At this point, the production and process of polymerising molecules – the science of making big molecules out of small ones – must have seemed incredibly exciting. Here, for example, is a description of a plastic ruler from the Illustrated London News in 1943:

One of the early examples figured at an exhibition of modern glass-making, where a stick of it as long as an office ruler could be looked through all its length, as if it were without substance.17

It also had a noble purpose. This is from the same correspondent, a description of the uses of plastic that must have had particular resonance in 1943 for a nation at war:

Other examples of transparent plastics are the moulded shields that protect the bomber pilot or the domed cupolas of the powerful craft which speed to pick him up if he bails out into the sea.18

The use of plastic wasn’t just clever or chemically innovative, it was saving lives and helping to secure an Allied victory for the Second World War. If that’s not good PR that is likely to have long-term appeal and settle into a nation’s psyche, then I’m not sure what is. By the 1950s the commercialisation of plastic had arrived, and the stage was set for an incredible plastic binge that was to sweep up several generations of ‘consumers’. You could argue it was the start of the plastic pandemic. Photographs from 1950 show two scientists, Karl Ziegler and Giulio Natta, proudly holding small bins and buckets made of Hifax – their version of plastic. In retrospect, the products they’re holding in the pictures might not look particularly world-changing or exciting, but nevertheless Ziegler and Natta bagged the 1950 Nobel Prize for their work on polymerisation, the process of making plastic. You can’t get more ‘legit’ than that.

THE RISE AND RISE OF PLASTIC

Once legitimised, the commercialisation of plastic took off, and the material became allied to a post-war consumer boom. Once we took to plastic, we fell under its sway with indecent haste. In just a few short years, a make-do-and-mend domestic culture passed down from one generation to the next had been turned on its head.

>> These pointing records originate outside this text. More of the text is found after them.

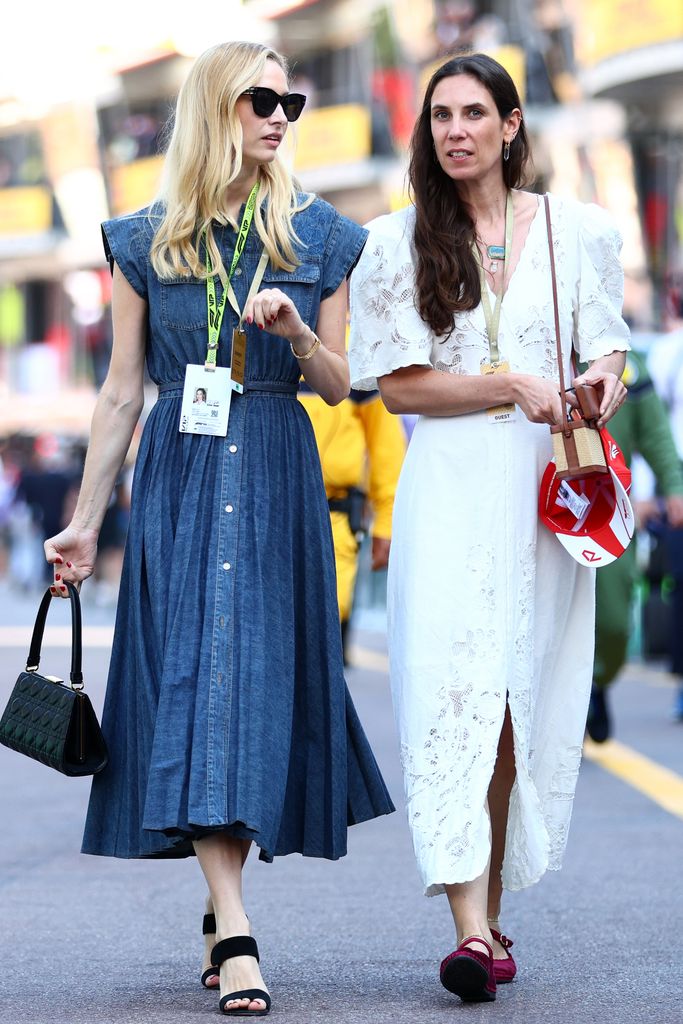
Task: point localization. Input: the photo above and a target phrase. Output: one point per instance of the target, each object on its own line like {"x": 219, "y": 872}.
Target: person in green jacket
{"x": 640, "y": 425}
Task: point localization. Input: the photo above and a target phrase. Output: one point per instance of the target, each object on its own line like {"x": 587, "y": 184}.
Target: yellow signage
{"x": 333, "y": 135}
{"x": 605, "y": 28}
{"x": 135, "y": 184}
{"x": 25, "y": 211}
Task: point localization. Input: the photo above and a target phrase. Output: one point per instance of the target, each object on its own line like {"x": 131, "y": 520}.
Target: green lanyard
{"x": 493, "y": 317}
{"x": 215, "y": 312}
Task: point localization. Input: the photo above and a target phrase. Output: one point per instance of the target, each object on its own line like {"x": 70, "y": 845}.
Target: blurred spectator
{"x": 361, "y": 448}
{"x": 46, "y": 485}
{"x": 666, "y": 366}
{"x": 640, "y": 425}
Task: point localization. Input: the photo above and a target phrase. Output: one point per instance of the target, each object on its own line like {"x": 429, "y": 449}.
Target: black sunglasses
{"x": 265, "y": 100}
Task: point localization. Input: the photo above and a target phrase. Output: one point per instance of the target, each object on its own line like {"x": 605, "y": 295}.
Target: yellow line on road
{"x": 655, "y": 781}
{"x": 659, "y": 783}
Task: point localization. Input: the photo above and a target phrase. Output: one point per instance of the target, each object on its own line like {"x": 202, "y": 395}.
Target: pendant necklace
{"x": 495, "y": 253}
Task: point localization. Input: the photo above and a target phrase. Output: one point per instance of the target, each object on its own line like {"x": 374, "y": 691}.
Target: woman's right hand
{"x": 539, "y": 399}
{"x": 73, "y": 553}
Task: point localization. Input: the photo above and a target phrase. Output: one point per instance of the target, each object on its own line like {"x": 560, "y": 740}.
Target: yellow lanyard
{"x": 493, "y": 317}
{"x": 215, "y": 312}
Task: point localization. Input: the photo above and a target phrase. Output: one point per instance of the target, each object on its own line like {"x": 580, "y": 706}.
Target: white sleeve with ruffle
{"x": 599, "y": 328}
{"x": 387, "y": 332}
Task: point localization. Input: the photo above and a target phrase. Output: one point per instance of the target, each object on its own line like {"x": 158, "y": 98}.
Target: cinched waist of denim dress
{"x": 288, "y": 389}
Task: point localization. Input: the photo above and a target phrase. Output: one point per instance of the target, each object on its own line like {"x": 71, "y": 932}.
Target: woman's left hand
{"x": 612, "y": 392}
{"x": 273, "y": 310}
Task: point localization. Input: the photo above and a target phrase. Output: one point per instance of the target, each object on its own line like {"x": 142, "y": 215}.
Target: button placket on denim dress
{"x": 226, "y": 707}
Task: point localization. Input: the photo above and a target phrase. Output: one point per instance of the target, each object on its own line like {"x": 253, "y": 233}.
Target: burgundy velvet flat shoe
{"x": 469, "y": 973}
{"x": 504, "y": 971}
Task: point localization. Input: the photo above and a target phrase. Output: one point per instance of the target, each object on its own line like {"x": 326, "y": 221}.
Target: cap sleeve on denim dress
{"x": 387, "y": 332}
{"x": 343, "y": 246}
{"x": 126, "y": 243}
{"x": 600, "y": 328}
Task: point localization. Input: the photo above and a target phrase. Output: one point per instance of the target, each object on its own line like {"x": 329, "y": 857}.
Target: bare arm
{"x": 434, "y": 392}
{"x": 117, "y": 412}
{"x": 327, "y": 370}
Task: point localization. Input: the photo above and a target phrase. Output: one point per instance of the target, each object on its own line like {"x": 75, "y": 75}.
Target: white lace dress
{"x": 483, "y": 600}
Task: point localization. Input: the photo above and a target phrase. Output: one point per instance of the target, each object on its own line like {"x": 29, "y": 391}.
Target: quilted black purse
{"x": 47, "y": 720}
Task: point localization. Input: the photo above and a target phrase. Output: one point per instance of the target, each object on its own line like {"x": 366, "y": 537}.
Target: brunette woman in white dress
{"x": 491, "y": 621}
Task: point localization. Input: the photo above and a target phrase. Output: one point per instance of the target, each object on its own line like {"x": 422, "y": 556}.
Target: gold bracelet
{"x": 311, "y": 351}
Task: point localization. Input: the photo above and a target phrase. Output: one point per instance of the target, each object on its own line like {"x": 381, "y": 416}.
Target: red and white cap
{"x": 591, "y": 516}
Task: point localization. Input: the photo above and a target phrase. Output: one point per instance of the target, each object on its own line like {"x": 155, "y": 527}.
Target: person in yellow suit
{"x": 361, "y": 448}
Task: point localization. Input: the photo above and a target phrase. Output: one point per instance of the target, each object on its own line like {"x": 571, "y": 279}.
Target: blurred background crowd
{"x": 83, "y": 108}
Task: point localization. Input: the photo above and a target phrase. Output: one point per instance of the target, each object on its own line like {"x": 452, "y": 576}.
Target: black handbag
{"x": 47, "y": 720}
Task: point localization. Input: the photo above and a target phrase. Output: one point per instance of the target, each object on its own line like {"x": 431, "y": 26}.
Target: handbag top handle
{"x": 76, "y": 646}
{"x": 553, "y": 278}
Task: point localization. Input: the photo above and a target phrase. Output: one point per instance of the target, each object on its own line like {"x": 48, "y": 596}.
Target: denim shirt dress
{"x": 226, "y": 708}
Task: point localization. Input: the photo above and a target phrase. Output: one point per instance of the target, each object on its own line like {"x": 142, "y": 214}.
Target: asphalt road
{"x": 86, "y": 940}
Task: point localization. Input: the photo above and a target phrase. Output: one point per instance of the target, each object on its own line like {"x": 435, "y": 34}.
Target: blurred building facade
{"x": 602, "y": 85}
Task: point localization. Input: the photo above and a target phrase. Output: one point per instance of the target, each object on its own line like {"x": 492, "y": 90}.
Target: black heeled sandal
{"x": 209, "y": 928}
{"x": 240, "y": 945}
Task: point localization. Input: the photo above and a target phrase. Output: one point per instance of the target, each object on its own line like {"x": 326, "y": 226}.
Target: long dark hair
{"x": 446, "y": 275}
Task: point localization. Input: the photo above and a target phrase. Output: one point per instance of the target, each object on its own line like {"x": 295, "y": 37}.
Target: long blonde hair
{"x": 204, "y": 158}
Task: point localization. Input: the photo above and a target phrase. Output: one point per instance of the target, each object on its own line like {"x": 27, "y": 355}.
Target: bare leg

The polyethylene bag, unknown to pre-war generations, is a symbol of this decisive shift. By 1960 over twenty million plastic bags were being produced in the UK. They went from zero to ubiquity in the space of ten years.

Then there was plastic packaging for consumer goods. By 1970, the UK was ploughing through 350,000 tons of plastic packaging every year. The last threads that linked us to grocers in brown aprons, who wrapped purchases in brown paper, were severed. The thin blown plastic film we now know as Cling Film, or Saran wrap in the US, became a substitute for greaseproof paper. Vegetables were pre-prepared and packed into plastic trays as society began to eat as if it was permanently on board a Pan Am flight. No longer would you select and pick nails and screws; they would be ready apportioned and captured behind a moulded pack. Then there was the posh plastic packaging that emerged (for me, this really conjures up Mike Leigh’s seminal play Abigail’s Party) conveying, improbably, some sense of luxe to whatever was encased inside. In order to be really posh – say, for a luxury product like bath crystals – the plastic jar could even be fluted, so it resembled glass.

If consumers loved it, the branding and marketing people loved it even more. When consumers could see something in a bubble or tamper-free pack, they were more inclined to buy it. It is this drive and enthusiasm for all things plastic that has got us to where we are now. Which is where, exactly?